A comprehensive survey on optimizing deep learning models by metaheuristics

AKAY, BAHRİYE; KARABOĞA, DERVİŞ; AKAY, RÜŞTÜ

doi:10.1007/s10462-021-09992-0

A comprehensive survey on optimizing deep learning models by metaheuristics

AKAY B., KARABOĞA D., AKAY R.

ARTIFICIAL INTELLIGENCE REVIEW, cilt.55, sa.2, ss.829-894, 2022 (SCI-Expanded, Scopus)
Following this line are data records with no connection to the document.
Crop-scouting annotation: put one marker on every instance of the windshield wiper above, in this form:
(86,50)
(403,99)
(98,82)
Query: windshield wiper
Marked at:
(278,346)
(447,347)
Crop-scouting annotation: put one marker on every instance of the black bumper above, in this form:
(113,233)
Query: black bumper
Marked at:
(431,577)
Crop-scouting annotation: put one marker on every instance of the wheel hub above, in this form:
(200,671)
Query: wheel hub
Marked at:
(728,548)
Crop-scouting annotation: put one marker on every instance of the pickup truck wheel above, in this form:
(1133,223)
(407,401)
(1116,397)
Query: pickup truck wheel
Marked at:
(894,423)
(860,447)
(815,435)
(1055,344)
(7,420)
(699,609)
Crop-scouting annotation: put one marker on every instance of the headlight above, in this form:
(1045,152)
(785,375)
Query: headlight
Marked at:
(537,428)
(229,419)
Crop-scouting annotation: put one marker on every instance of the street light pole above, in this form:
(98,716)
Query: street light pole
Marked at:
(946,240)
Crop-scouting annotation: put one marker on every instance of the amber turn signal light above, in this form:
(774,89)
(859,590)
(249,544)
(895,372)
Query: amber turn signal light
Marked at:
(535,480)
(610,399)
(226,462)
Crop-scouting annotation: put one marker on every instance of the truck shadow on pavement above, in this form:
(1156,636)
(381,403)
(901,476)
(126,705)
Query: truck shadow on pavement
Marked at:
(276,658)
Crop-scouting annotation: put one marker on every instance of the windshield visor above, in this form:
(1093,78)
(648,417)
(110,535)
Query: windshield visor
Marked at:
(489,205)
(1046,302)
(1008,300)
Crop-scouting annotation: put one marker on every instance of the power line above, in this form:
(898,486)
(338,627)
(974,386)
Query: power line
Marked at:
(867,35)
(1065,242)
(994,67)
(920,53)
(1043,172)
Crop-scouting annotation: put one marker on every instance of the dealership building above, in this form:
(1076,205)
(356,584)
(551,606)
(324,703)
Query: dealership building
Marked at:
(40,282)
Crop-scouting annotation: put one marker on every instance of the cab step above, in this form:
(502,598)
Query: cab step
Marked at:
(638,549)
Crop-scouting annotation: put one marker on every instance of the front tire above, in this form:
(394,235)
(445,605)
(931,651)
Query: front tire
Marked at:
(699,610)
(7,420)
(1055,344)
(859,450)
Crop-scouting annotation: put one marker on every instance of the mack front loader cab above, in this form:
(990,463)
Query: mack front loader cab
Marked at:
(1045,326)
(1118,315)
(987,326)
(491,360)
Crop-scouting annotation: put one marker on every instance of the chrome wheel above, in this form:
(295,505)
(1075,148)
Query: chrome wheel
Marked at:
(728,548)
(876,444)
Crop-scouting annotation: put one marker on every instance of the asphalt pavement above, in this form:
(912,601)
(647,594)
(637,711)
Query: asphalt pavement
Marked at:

Yayın Türü: Makale / Tam Makale
Cilt numarası: 55 Sayı: 2
Basım Tarihi: 2022
Doi Numarası: 10.1007/s10462-021-09992-0
Dergi Adı: ARTIFICIAL INTELLIGENCE REVIEW
Derginin Tarandığı İndeksler: Science Citation Index Expanded (SCI-EXPANDED), Scopus, ABI/INFORM, Aerospace Database, Applied Science & Technology Source, Communication Abstracts, Compendex, Computer & Applied Sciences, Educational research abstracts (ERA), Index Islamicus, INSPEC, Library and Information Science Abstracts, Metadex, Psycinfo, zbMATH, Civil Engineering Abstracts, Library, Information Science & Technology Abstracts (LISTA)
Sayfa Sayıları: ss.829-894
Anahtar Kelimeler: Deep neural networks, Metaheuristics, Training, Hyper-parameter optimization, Architecture optimization, Feature extraction
Erciyes Üniversitesi Adresli: Evet

Özet

Deep neural networks (DNNs), which are extensions of artificial neural networks, can learn higher levels of feature hierarchy established by lower level features by transforming the raw feature space to another complex feature space. Although deep networks are successful in a wide range of problems in different fields, there are some issues affecting their overall performance such as selecting appropriate values for model parameters, deciding the optimal architecture and feature representation and determining optimal weight and bias values. Recently, metaheuristic algorithms have been proposed to automate these tasks. This survey gives brief information about common basic DNN architectures including convolutional neural networks, unsupervised pre-trained models, recurrent neural networks and recursive neural networks. We formulate the optimization problems in DNN design such as architecture optimization, hyper-parameter optimization, training and feature representation level optimization. The encoding schemes used in metaheuristics to represent the network architectures are categorized. The evolutionary and selection operators, and also speed-up methods are summarized, and the main approaches to validate the results of networks designed by metaheuristics are provided. Moreover, we group the studies on the metaheuristics for deep neural networks based on the problem type considered and present the datasets mostly used in the studies for the readers. We discuss about the pros and cons of utilizing metaheuristics in deep learning field and give some future directions for connecting the metaheuristics and deep learning. To the best of our knowledge, this is the most comprehensive survey about metaheuristics used in deep learning field.